Up to £13m will be released from the authority’s own funds and £8m will come from national and European governments. This is designed to bring high-speed broadband connections to 95 per cent of premises across the county.
This comes on top of the £34.5m already invested in high-quality connectivity in the county.
County Councillor Don Mackenzie, NYCC’s executive member for broadband, said: “This is an enviable record, which makes North Yorkshire the leading authority in the country for the reach of its high-speed broadband programme.
“With this extra funding, we will be able to penetrate to the more remote parts of our very rural county, to communities and businesses which hitherto had little hope of reaping the advantages and rewards of high-speed internet access.”
However, the project’s figures were disputed by independent news and information site Thinkbroadband, which said North Yorkshire had been “slower than most” in announcing this stage of funding.

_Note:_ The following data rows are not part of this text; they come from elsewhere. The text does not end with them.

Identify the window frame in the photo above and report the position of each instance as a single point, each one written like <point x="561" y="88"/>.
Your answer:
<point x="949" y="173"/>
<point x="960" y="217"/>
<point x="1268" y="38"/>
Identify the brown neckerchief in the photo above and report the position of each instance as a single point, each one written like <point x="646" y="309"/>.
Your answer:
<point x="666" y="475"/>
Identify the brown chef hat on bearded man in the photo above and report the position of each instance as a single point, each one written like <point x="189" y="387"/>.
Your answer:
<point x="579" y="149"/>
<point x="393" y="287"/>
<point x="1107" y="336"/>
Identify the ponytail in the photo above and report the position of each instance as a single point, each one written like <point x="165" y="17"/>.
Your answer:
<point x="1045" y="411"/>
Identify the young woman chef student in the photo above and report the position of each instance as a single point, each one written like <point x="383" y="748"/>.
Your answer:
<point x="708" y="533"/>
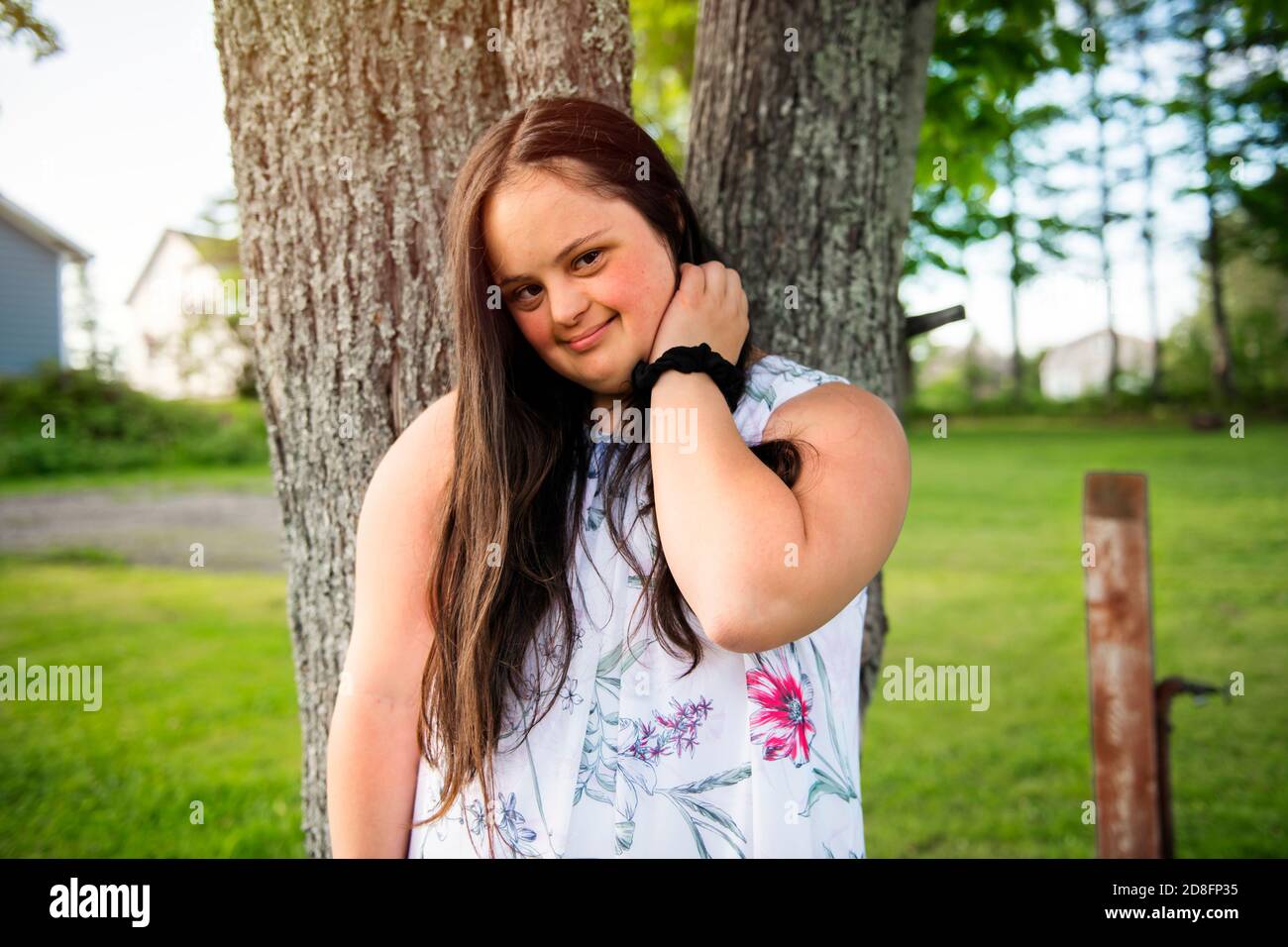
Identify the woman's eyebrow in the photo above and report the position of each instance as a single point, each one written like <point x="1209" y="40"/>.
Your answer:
<point x="563" y="253"/>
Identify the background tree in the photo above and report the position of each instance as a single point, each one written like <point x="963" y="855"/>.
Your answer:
<point x="348" y="124"/>
<point x="804" y="142"/>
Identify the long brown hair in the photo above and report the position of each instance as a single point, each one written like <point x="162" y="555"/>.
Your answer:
<point x="513" y="508"/>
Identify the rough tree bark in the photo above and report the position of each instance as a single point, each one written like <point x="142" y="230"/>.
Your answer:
<point x="348" y="124"/>
<point x="803" y="154"/>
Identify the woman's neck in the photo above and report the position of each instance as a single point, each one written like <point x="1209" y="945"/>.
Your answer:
<point x="606" y="401"/>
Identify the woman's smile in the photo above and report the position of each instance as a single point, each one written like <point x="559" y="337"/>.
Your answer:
<point x="590" y="339"/>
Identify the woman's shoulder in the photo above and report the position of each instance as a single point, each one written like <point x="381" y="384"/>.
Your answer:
<point x="776" y="379"/>
<point x="416" y="468"/>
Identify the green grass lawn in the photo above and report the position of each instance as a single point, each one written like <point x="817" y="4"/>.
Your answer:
<point x="254" y="478"/>
<point x="988" y="573"/>
<point x="197" y="705"/>
<point x="200" y="697"/>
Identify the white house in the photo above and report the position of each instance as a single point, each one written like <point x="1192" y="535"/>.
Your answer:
<point x="1082" y="367"/>
<point x="179" y="342"/>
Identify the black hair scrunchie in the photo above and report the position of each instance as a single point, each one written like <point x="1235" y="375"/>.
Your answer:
<point x="690" y="359"/>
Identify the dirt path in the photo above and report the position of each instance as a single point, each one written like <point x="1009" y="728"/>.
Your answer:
<point x="236" y="530"/>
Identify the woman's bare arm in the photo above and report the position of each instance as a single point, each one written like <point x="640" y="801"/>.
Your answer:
<point x="373" y="754"/>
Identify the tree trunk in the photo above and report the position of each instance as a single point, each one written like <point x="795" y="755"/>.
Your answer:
<point x="803" y="153"/>
<point x="348" y="124"/>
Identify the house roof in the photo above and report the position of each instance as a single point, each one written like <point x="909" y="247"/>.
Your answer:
<point x="1085" y="339"/>
<point x="217" y="252"/>
<point x="42" y="232"/>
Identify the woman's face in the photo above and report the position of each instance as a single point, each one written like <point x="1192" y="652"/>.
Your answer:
<point x="587" y="278"/>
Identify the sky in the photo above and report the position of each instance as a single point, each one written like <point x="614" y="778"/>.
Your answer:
<point x="123" y="136"/>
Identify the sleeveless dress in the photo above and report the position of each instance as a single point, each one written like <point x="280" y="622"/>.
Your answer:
<point x="748" y="757"/>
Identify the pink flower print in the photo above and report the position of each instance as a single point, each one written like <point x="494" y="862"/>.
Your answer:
<point x="781" y="706"/>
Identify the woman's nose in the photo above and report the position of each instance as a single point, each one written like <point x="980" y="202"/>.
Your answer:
<point x="567" y="304"/>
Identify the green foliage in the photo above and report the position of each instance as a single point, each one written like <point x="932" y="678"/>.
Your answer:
<point x="18" y="20"/>
<point x="665" y="33"/>
<point x="986" y="54"/>
<point x="1256" y="304"/>
<point x="107" y="425"/>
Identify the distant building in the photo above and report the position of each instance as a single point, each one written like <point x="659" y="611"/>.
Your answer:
<point x="31" y="290"/>
<point x="179" y="343"/>
<point x="991" y="368"/>
<point x="1082" y="367"/>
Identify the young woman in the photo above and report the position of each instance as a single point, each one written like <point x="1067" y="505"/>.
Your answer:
<point x="574" y="642"/>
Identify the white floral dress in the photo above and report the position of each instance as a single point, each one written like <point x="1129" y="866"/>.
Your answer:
<point x="750" y="755"/>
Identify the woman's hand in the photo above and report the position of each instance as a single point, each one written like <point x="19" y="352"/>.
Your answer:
<point x="708" y="307"/>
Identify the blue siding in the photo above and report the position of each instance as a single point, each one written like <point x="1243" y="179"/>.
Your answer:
<point x="30" y="303"/>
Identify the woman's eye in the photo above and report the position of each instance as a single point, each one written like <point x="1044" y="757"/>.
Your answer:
<point x="518" y="294"/>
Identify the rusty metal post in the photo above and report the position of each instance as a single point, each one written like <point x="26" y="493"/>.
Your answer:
<point x="1121" y="667"/>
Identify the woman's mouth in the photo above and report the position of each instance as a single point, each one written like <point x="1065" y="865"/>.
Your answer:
<point x="590" y="339"/>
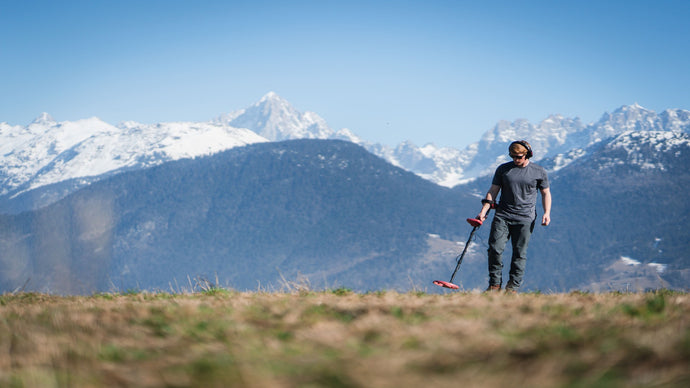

It also estimated superfast broadband coverage (defined as 24Mbps and better) in the county at 79.5 per cent – less than the 86 per cent claimed. The significance of the difference is that it affects calculations of the public subsidy to reach the remaining premises. If Superfast North Yorkshire’s figure’s are correct, the subsidy is £850 per premises, but if Thinkbroadband has calculated correctly, the subsidy is £500 per premises, although the site conceded that “the reality is likely to sit in between our worst-case scenario [...] and the project’s own hopes.”
According to Thinkbroadband’s calculations, Harrogate district has the best broadband coverage in the county, with superfast connections reaching 93.6 per cent coverage.
NYCC will now follow the funding decision with further discussions with BT and partners to draw up contracts for the start of phase three.